The truth about torture isn't a debate about whether is works or doesn't work - the truth is that it generates false confessions and lies. And further if we were already getting good information via Ali Soufan - WHY did they start using torture in the first place?.
It was through torture that Ibn Sheilk al Libi claimed that Saddam Hussein has helped train the 9-11 Hijackers. That was a Lie.
So if Boal and Bigelow were trying to "courageously" show the horrors, immorality and failure of torture - then they themselves are the ones who FAILED.
Yet, I'm sympathetic to their dilemma. They wanted to tell this complex story which involved all these years and all these sources, but the fact is that the story of America's Failed experiment with torture which was fostered in a desire to get information on Saddam Hussein that didn't exist - to get FALSE CONFESSIONS - still has not been told. Not by Boal, not by Bigelow, not by anyone.
Kathryn Bigelow has been on many televisions shows and has tried to cloak her presentation of the hunt for Bin laden in artistic and courageous terms - but I'd really like to see is Bigelow and Boal being interviewed/interrogated by Ali Soufan and explain to Him that their movie is "accurate" and how not showing torture would have been "irresponsible" - when the fact is they FAILED to show what really happened.
They may have made a great movie, they just didn't make a true one.
Vyan
10:49 AM PT: And it gets worse when not just the Studio and the Director - who both have their own self-serving reasons to come up with excuses for showing Torture that Didn't happen - now we have a group of 9-11 Families saying that critics of the movie are engaging in McCarthism.
As a group of 9/11 families sharing a rare moment of justice and elation in the viewing of a film chronicling the search for and ultimate death of Osama Bin Laden, we find it deeply disturbing that some of our elected officials want to discourage other 9/11 families and the public from seeing this outstanding film. Politicians who have criticized the movie and made misleading claims about it, stand in the way of engaging a public dialogue for a stirring film which invokes feelings of patriotism and perseverance and honors our military, our country, and the victims of 9/11.
We are greatly concerned that a few pundits, “film critics” and elected officials are badmouthing this movie because of the water boarding scenes and because this film directly confronts the enduring terrorist threat.
We feel this is history – like it or not -and no effort should be made to rewrite or censor it for political correctness. Certainly there should be no organized boycott or suppression of films based on political differences. The word for that is “censorship.” How bizarre that members of an industry that suffered so much during the McCarthy era would even consider doing this to their own members!
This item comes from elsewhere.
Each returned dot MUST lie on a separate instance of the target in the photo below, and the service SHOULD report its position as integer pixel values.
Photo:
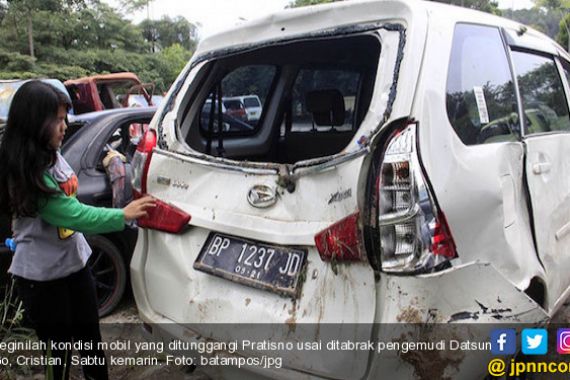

The use of the term “torture” by elected officials in hopes of dissuading people to endorse or view this film is antithetical to what our government should be all about.
I think that just as the movie has the artistic license to use composite characters to summarize and simplify complex events for public consumption - that people, politicians, critics and members of the Academy have a right to point out that they have
Distorted the Truth by doing this. It's not really the case that people oppose displaying the fact that torture was used, it's that they show it inaccurately. In fact, according to Ali Soufan, they make it seem
even more brutal than it actually was. Bigelow and Boal are trying to have it both ways, they fail to have the argument both pro and con that actually took place in real life over these techniques, they just show them and walk away and let people make their own inferences. I suppose you could call that "hands off" film-making that gives the audience some credit for making their own decisions - however when you do that, you really shouldn't complain when some people come to a conclusion that's different from the one you now claim - under pressure - to have been trying to make all along.
If the movie started out saying that was a "Dramatization" and "Composite" of various events rather than "Based on First Hand Accounts" - we wouldn't be having this argument. But it doesn't, and we are.